Fresh Food Basket | Summer Fundraiser 2018

The Hillhurst Sunnyside Community Association Fresh Food Basket Program provides an anonymous, dignified and sustainable strategy to improving access to good, healthy food. We see an average of 60 families weekly, distributing over 350 portions of fresh food each week. Our donations come from a variety of sources including local food organizations and businesses, local Farmers and community gardeners, and individuals. Though we hope to source all the required food from these channels, often we need to supplement our portions by shopping at our local grocery stores. Although it is not ideal, we recognize the importance of having a reliable program, and seek to provide the same level of support week after week. 

This program does not seek to solve food insecurity. Poverty and the inaccessibility of our food systems are complex issues, and cannot be solved with basic needs programming. However, we hope that this program allows the families that access it to feel more at ease about where their groceries will be coming from, and allows us to make connections with participants and offer support in other areas. The Fresh Food Basket is a first step in community engagement. When basic needs are met, vulnerability decreases, and we see an increase in the ability to create connection and participate in community. 

Moving forward, we hope to depend less and less on donations, and hope to see an uptake of this style of program across other communities in Calgary. This program is one that requires little infrastructure to start-up, but provides a highly valuable service to our community. 

This summer we have seen an increase in food donations from our Farmers' Market vendors, and have received many donations from community members! 
Here are some updates from the current Summer Fundraiser:

$250 from the Sun Fun Summer Program Bake Sales
$530 from Community Members like YOU
Weekly donations of lettuce, spinach, chard, rhubarb and herbs from St. Barnabus Community Garden
One-time donation of greens from the Hillhurst Sunnyside Community Garden
Frequent donations of greens, peas and zucchinis from Kensington First Community Garden
Frequent donations of chard, kale, beans, peas and beets from the Sunnyside Shared Garden


We are currently accepting monetary donations for our Summer Fundraising Campaign. The Sun Fun Summer Program baking club will also be at market throughout August selling their baked goods to raise funds- add an extra buck or two to your purchase to receive a ballot for the 'World Tour' Gift Basket.

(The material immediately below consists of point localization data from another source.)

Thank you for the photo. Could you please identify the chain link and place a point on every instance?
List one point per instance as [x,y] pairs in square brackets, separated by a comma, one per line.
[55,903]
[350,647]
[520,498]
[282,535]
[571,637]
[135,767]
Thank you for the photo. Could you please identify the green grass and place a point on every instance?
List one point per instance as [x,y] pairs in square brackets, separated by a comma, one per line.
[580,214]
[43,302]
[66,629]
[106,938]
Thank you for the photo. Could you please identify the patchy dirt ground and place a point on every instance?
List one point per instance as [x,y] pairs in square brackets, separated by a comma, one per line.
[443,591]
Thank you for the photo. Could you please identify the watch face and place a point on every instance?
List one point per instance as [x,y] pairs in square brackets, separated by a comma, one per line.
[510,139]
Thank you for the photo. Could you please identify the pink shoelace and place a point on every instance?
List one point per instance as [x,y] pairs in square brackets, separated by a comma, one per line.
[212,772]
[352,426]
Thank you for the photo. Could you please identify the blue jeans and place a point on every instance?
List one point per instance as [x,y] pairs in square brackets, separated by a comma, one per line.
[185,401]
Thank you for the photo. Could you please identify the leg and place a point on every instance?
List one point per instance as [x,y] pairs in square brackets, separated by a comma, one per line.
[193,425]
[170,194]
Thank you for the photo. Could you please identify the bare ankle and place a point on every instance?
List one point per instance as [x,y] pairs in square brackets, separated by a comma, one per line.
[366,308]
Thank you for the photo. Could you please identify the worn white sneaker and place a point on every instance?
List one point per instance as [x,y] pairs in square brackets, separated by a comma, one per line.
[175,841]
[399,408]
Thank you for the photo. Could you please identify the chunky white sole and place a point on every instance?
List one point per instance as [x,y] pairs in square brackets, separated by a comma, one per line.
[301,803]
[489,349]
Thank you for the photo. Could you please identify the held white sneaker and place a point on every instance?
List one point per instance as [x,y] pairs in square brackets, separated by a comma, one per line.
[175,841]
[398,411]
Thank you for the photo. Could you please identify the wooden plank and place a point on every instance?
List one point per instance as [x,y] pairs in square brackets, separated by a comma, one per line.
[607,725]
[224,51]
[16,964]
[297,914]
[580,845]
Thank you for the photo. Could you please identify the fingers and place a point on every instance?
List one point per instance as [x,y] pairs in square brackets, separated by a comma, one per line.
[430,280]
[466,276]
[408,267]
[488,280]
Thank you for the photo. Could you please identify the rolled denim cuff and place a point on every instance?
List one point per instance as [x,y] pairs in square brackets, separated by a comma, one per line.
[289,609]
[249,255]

If you donate AT MARKET, you will be entered to win our Farmers' Market 'World Tour' Gift Basket. This basket with donations from each of our vendors, is worth almost $500! Donate multiple weeks to get more entries. The basket winner will be chose at the END OF AUGUST, so you only have 3 more weeks to donate for your chance to win. 

If you require more information about this program, please contact Heather at heather.r@hsca.ca


 

Zucchini Season Recipe Highlight

It's Zucchini Season! Although zucchini cake and fries are delicious, we've probably all had 'em hundreds of times. YYC's own Dinner with Julie makes zucchini exciting again with her recipe for fritters. You can find an abundance of Alberta grown zucchini's at market on Wednesdays. Check out Michelle's Market, YYC GrowersShirley's Greenhouse, Thompson Small Farm and Calico Farms for the ingredients you'll need to make this dish happen. 
 

Crispy Zucchini-Feta Fritters

recipe by Julie Van Rosendaal

courgette-cucumber-food-128420.jpg

Ingredients

1 large-ish or 2 medium-small zucchini
1 tsp. coarse salt
1/3-1/2 cup crumbled feta
1 large egg
1/3 cup all-purpose flour
1/4 tsp. baking powder
Freshly ground pepper
Olive or canola oil, for cooking

Directions

Place a couple sheets of paper towel on a cutting board or work surface, and grate your zucchini onto it using the coarse side (the big holes) of a box grater. Sprinkle with salt and let sit a few minutes. Place another paper towel on top, gather up the zucchini inside the towels and wring out as much liquid as you can - if you like, squeeze it into a bowl and use the liquid in soup or pasta. (It will be salty.)

Transfer the shredded zucchini to a bowl, add the feta, then stir in the egg and some freshly ground black pepper, tossing to combine it all. In a small bowl, stir together the flour and baking powder, then stir it into the zucchini mixture.

In a large, heavy skillet, heat a generous drizzle of oil over medium-high heat. Drop the batter in large spoonfuls, then flatten with the spoon until they are 2-3" in diameter. Cook for a few minutes, until the bottoms are golden, then flip and cook for another couple minutes on the other side. If they are browning too quickly, turn the heat down a bit. Transfer to a plate lined with a paper towel. If you like, keep them warm in a 250F oven while you cook the rest. Serve immediately, while still warm.